Auch Hanna wurden verschiedene Behandlungsmöglichkeiten vorgeschlagen und sie hatte nun einen festen Ansprechpartner, der sie auf dem Weg unterstützte. Sie beantragte einen Aufenthalt in einer psychosomatischen Klinik. Mittlerweile ist Hanna in der fünften Woche in der psychosomatischen Tagesklinik. Sie lernt ihrem Körper wieder mehr zu vertrauen und gegen die Angst-/Panik-Störung vorzugehen. Dies helfe ihr, wieder zu ihrer alten Lebensfreude zurückzufinden. Die Symptome seien zwar nicht verschwunden, aber deutlich weniger geworden. Zu Beginn der Erkrankung hatte sie wochenlang starken Schwindel, Übelkeit und Kopfschmerzen. Inzwischen sei der Abstand zwischen dem Auftreten der Symptome deutlich größer und die Dauer geringer geworden. Durch das Zusammenspiel des Long Covid Programms, ihrem Hausarzt und der Psychotherapie, seien ihre Symptome zwar nicht verschwunden, aber Hanna lernt damit umzugehen und ist gleichzeitig noch in Behandlung bei verschiedenen Fachärzten.
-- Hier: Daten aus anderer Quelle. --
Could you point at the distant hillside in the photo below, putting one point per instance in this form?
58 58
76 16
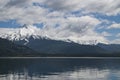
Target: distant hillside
61 48
8 48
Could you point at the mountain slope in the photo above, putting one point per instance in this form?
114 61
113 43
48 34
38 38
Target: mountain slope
27 31
8 48
50 47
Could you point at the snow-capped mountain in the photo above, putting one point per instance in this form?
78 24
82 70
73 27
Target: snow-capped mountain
27 31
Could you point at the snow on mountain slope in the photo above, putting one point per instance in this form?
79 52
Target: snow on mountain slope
27 31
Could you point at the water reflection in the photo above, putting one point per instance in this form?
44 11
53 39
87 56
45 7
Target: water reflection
59 69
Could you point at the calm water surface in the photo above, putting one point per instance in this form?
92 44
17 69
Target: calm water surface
59 69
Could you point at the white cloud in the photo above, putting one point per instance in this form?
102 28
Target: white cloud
118 35
114 26
115 41
108 7
106 34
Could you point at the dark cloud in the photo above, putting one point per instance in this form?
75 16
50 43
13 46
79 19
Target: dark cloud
17 3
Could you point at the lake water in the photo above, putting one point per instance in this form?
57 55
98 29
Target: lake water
59 69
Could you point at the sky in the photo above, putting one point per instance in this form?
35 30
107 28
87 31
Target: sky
66 19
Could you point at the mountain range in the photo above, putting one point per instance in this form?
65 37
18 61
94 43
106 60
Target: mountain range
29 39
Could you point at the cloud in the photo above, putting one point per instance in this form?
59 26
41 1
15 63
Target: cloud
115 41
59 17
114 26
106 34
107 7
118 35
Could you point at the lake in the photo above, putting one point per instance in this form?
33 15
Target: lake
59 69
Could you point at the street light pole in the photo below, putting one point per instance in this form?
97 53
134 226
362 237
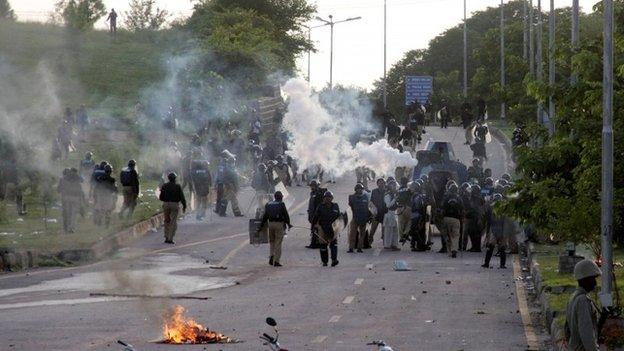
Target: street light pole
502 33
551 65
531 39
575 36
540 66
606 220
385 57
465 54
331 24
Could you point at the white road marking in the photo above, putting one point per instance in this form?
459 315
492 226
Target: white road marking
319 339
334 319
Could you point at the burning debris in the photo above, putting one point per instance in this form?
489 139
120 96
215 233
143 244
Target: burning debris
181 330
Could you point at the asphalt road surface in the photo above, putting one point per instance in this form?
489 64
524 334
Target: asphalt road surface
440 304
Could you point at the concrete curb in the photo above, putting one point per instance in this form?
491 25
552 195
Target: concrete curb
26 259
556 332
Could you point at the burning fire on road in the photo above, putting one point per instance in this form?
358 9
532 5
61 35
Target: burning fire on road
180 330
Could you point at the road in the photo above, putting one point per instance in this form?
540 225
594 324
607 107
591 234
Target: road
441 304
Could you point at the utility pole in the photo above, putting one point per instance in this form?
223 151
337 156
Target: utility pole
575 36
540 67
385 55
502 33
331 24
465 54
606 220
531 39
551 65
525 32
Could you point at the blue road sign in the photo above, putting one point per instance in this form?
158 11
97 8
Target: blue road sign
418 88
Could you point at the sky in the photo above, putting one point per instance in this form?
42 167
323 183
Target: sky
358 45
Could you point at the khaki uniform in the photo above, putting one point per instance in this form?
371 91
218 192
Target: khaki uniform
581 322
171 210
276 236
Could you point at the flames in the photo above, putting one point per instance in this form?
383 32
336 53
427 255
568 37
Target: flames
180 330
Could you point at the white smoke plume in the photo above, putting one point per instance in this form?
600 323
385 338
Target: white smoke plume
321 136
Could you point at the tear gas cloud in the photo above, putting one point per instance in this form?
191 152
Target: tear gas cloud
321 132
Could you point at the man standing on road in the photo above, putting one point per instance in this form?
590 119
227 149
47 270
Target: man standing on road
129 178
72 197
361 215
404 210
418 216
316 198
171 195
377 199
322 222
112 20
581 327
276 214
452 210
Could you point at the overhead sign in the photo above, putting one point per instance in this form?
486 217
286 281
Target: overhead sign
418 88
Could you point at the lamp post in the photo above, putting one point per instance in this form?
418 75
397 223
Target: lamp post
331 24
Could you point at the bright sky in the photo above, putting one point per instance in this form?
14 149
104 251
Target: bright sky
358 45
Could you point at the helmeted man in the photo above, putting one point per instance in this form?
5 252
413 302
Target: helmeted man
475 212
322 222
105 193
129 179
452 211
72 197
316 198
276 215
358 203
171 195
404 210
418 218
377 200
582 314
201 181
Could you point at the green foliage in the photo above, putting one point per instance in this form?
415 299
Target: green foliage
144 15
6 12
80 14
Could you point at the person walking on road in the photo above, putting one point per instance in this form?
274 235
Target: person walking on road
391 223
377 200
358 203
323 224
171 195
452 210
129 178
276 215
582 326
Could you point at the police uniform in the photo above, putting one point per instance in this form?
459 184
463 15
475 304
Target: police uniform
276 215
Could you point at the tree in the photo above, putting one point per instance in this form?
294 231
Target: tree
143 15
80 14
6 12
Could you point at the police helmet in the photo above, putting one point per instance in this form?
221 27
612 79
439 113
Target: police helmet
475 189
452 188
278 196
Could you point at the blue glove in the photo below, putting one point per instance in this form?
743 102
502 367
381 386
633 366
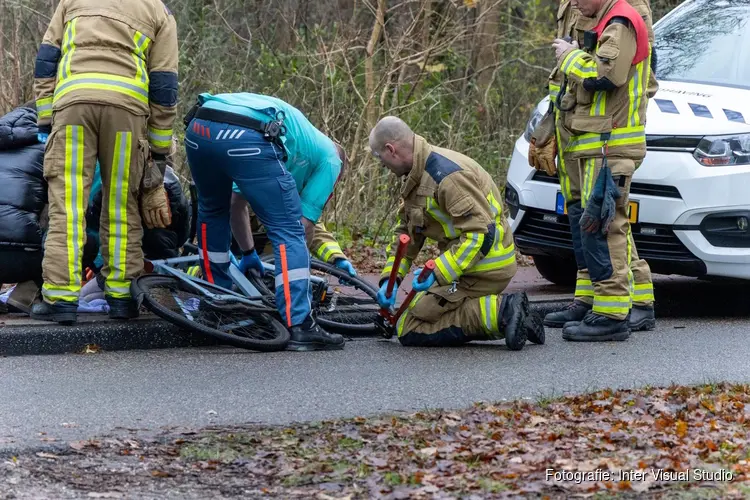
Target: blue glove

Hanna habe durch ihren Weg zur Diagnose und den bisherigen Erfahrungen viel gelernt. Man solle die Krankheit akzeptieren und den Körper ernst nehmen und ihm dann auch die Ruhe geben, die er braucht.
Die Redakteurin steht in freundschaftlicher Beziehung zu der Protagonistin.